Vos graves manquements sont de plusieurs ordres.
1. En premier lieu, nous vous reprochons une absence de connaissance et de suivi des contrats nous liant à nos clients ainsi qu’une absence de réactivité de votre part face aux problèmes rencontrés par eux, ce qui a conduit:
a/ au non respect par MAYDAY Sécurité de ses obligations contractuelles et à plusieurs plaintes de clients, et en particulier de clients importants.
A titre d’exemples récents:
* La Société ICADE PROPERTY R a eu à se plaindre par courriels en date des 28 et 29 octobre 2009 de ce que plusieurs rondes n’ont pas été effectuées nonobstant les engagements que vous avez personnellement pris à son égard.
* La Société K s’est plainte le 6 octobre 2009, de ne pas avoir eu de réponse à un mail qu’elle avait envoyé la semaine précédente, de ne pas avoir constaté de la part de MAYDAY Sécurité d’actions correctives portant sur la formation des agents, la méconnaissance des consignes du site que doivent connaître les agents, l’incapacité d’un agent à utiliser le PC Informatique et de ce que le logiciel de ronde et de main courante n’était toujours pas installé. Il est par ailleurs ressorti de l’entrevue qui s’est tenue le 7 octobre 2009 en la présence notamment de Madame P, que les fondamentaux du métier n’étaient pas respectés (absence de plan de ronde, aucune anticipation, information, formation…) et qu’aucun plan d’action n’a été mis en place depuis l’attribution de ce contrat de prestations de services. Ce client a également été amené à se plaindre de la qualité de nos
services par mail du 29 septembre 2009.
* le 15 octobre 2009, Monsieur AJ AK (Société APEC), nous a adressé un mail de mécontentement en ces termes: « Faut-il que j’affiche les consignes en format A1 devant le poste de sécurité pour que celles-ci soient respectées ou dois-je les répéter chaque matin (…) je ne vois pas beaucoup d’amélioration dans la conduite de votre mission depuis la dernière mise au point (…) si la tenue d’une main courante n’est pas familière à votre société, il est urgent de vous remettre en question (…) »
* le 15 septembre 2009, notre client GENERALI nous a fait part de son étonnement quant au suivi de nos agents
* le 30 septembre 2009, Madame AD AE (Société GEFCO) nous a demandé de sortir un salarié du site en nous précisant : « la coupe est pleine ».
b/ à la résiliation ou au non renouvellement de certains contrats
A titre d’illustration:
* La société ARCADE, représentant un chiffre d’affaires annuel de 42 576 euros, a résilié son contrat le 3 juillet 2009.
* La société UNICEREM, représentant un chiffre d’affaires annuel de 182 504 euros, a résilié son contrat le 1er juillet 2009, prise d’effet au 31 décembre 2009.

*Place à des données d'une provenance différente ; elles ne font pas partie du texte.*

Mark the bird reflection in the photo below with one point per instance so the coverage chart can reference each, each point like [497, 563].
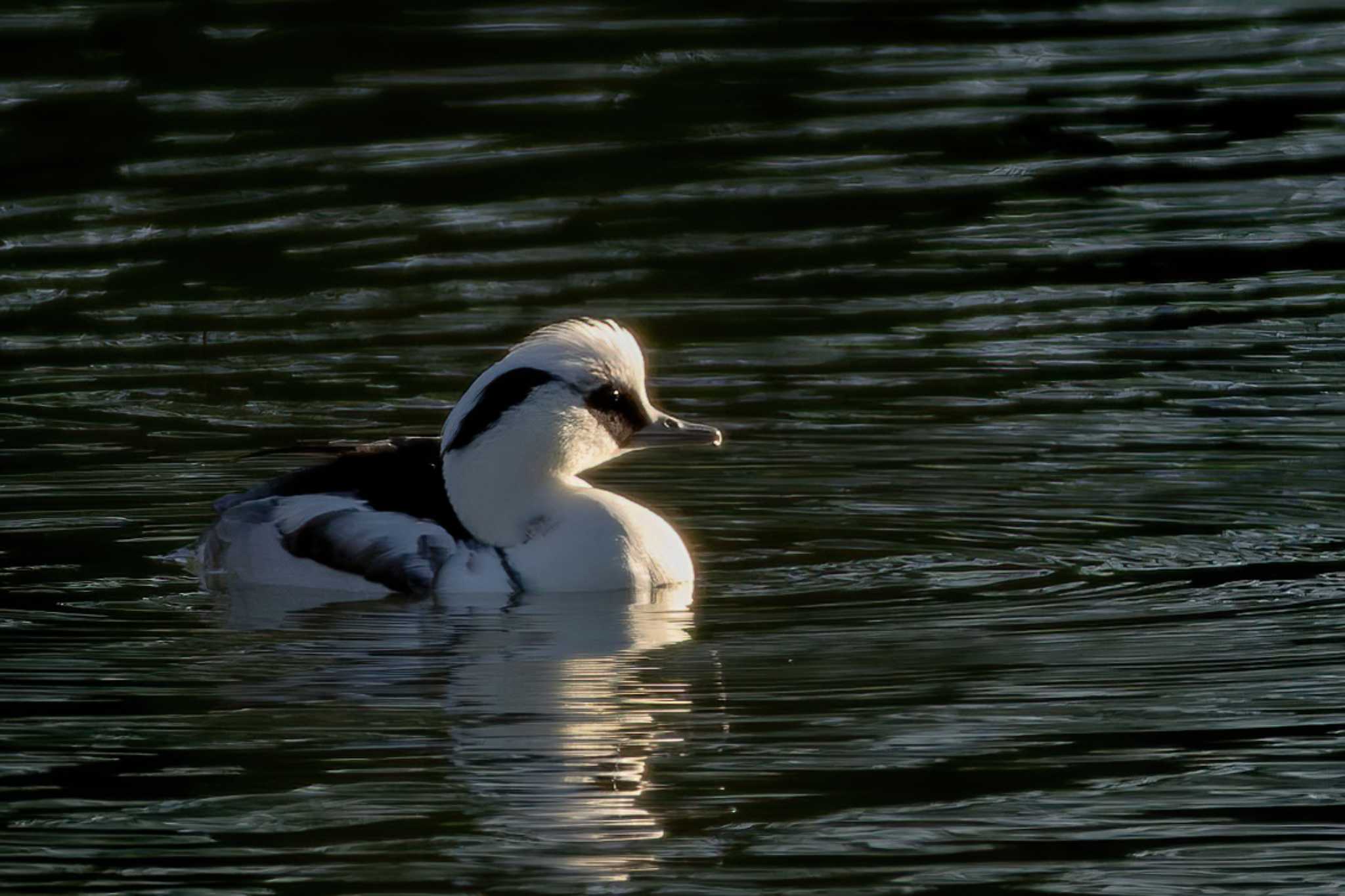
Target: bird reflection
[552, 703]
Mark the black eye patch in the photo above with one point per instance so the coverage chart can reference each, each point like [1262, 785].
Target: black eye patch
[618, 410]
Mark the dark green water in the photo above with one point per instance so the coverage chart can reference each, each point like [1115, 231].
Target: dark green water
[1023, 568]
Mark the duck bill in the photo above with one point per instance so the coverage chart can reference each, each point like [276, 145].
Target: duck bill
[666, 430]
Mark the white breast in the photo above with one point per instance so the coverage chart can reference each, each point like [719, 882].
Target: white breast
[598, 542]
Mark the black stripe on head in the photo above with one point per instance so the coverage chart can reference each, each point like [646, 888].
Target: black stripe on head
[618, 410]
[500, 394]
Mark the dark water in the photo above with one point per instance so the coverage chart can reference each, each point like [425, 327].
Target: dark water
[1023, 567]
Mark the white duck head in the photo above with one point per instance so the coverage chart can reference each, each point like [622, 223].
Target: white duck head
[565, 399]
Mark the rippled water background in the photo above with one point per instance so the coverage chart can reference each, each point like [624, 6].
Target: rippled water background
[1024, 562]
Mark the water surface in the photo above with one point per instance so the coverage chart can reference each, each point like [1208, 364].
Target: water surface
[1021, 567]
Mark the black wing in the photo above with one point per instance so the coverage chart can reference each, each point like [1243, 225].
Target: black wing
[403, 475]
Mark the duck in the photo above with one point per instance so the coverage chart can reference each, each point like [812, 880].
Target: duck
[491, 505]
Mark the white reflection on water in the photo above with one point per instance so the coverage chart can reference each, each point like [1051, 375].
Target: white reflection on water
[552, 703]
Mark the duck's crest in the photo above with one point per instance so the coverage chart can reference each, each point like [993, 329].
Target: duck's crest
[581, 351]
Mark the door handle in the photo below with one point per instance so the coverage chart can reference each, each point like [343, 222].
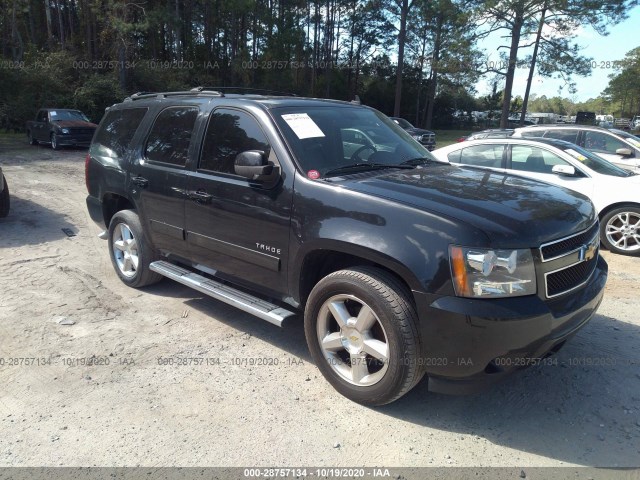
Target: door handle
[140, 181]
[200, 196]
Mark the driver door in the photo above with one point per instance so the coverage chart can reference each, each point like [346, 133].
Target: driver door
[235, 226]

* La société AN AO MALLETIER, représentant un chiffre d’affaires annuel de 1 082 170 euros, vient de résilier son contrat le 2 novembre 2009.

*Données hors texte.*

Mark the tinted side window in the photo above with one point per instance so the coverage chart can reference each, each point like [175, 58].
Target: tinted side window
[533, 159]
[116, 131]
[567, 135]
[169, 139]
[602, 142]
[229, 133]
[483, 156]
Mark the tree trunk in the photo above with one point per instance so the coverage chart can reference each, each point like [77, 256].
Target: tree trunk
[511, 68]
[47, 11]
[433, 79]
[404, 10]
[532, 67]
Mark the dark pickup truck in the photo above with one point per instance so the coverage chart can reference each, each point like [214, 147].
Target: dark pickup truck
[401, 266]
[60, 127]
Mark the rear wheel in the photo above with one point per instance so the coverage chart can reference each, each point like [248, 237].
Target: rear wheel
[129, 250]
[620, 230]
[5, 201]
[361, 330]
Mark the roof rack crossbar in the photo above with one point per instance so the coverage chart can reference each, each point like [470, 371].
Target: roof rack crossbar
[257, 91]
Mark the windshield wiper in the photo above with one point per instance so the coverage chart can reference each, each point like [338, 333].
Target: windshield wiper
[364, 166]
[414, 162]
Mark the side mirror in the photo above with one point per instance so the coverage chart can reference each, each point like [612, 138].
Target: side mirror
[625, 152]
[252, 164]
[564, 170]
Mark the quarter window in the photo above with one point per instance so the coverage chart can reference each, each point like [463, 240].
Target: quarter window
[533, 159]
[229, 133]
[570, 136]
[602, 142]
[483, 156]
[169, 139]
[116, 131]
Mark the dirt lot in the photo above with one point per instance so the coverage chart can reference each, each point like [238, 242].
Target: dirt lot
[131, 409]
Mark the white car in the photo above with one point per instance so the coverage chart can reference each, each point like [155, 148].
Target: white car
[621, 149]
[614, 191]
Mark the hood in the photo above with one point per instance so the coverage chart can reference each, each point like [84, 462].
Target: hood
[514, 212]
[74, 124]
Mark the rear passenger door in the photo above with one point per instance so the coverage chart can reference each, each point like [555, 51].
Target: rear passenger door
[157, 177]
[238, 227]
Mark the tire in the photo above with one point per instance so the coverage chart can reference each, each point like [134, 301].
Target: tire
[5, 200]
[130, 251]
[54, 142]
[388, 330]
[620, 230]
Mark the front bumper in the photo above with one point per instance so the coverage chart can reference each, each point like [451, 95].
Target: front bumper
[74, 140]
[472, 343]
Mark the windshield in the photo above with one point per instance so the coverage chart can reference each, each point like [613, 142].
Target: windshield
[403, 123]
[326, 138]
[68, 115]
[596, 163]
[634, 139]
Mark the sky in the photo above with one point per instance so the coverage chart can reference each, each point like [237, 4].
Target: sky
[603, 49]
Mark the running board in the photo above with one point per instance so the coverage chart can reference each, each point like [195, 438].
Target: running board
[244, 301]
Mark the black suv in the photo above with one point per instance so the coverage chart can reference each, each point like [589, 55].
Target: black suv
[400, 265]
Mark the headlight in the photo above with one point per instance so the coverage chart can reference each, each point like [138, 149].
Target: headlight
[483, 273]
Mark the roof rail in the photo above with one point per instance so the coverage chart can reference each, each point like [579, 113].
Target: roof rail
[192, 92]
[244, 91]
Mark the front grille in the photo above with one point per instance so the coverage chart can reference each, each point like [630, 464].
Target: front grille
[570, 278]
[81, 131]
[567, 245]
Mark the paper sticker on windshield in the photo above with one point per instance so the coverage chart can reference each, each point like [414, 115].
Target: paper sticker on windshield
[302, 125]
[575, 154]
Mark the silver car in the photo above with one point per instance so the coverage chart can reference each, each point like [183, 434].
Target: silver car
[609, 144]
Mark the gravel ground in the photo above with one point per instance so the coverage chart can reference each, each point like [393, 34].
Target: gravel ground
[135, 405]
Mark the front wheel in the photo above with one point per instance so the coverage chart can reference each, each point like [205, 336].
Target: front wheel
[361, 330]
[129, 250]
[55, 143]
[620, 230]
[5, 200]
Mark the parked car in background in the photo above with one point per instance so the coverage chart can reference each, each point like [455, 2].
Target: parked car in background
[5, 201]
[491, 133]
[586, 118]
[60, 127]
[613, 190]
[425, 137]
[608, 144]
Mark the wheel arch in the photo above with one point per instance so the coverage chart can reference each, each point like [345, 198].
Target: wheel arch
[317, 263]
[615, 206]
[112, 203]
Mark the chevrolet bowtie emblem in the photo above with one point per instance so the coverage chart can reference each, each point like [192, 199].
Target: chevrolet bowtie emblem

c/ au paiement de pénalités
A titre d’illustration, ces pénalités se sont élevées à :
* 47 980 euros en 2009 pour le client AN AO MALLETIER (pour la période du 11 janvier 2009 au 30 septembre 2009, et le mois d’octobre 2009 reste à être comptabilisé).
d/ à une dépréciation de l’image de MAYDAY Sécurité
2. En second lieu, nous vous reprochons vos graves carences dans la planification des agents
Un état des lieux a été réalisé le 28 octobre 2009 par Monsieur AU-AV Y, correspondant qualité, sur la situation de la planification des agents au 30 septembre 2009. Les anomalies relevées et consignées dans « l’état des lieux » qui nous a été remis sont édifiantes: non prise en compte de la modulation lors de la mise en place des plannings ; on poste le premier agent venu sans vérifier son temps de travail déjà effectué ; retards dans la saisie des congés, arrêt maladie …; non prise en compte des visites médicales, ce qui a pour effet, outre la désorganisation des services, l’annulation de journées complètes de visites médicales; priorité au booking, on « comble les trous », la planification à « long terme » passe au second plan.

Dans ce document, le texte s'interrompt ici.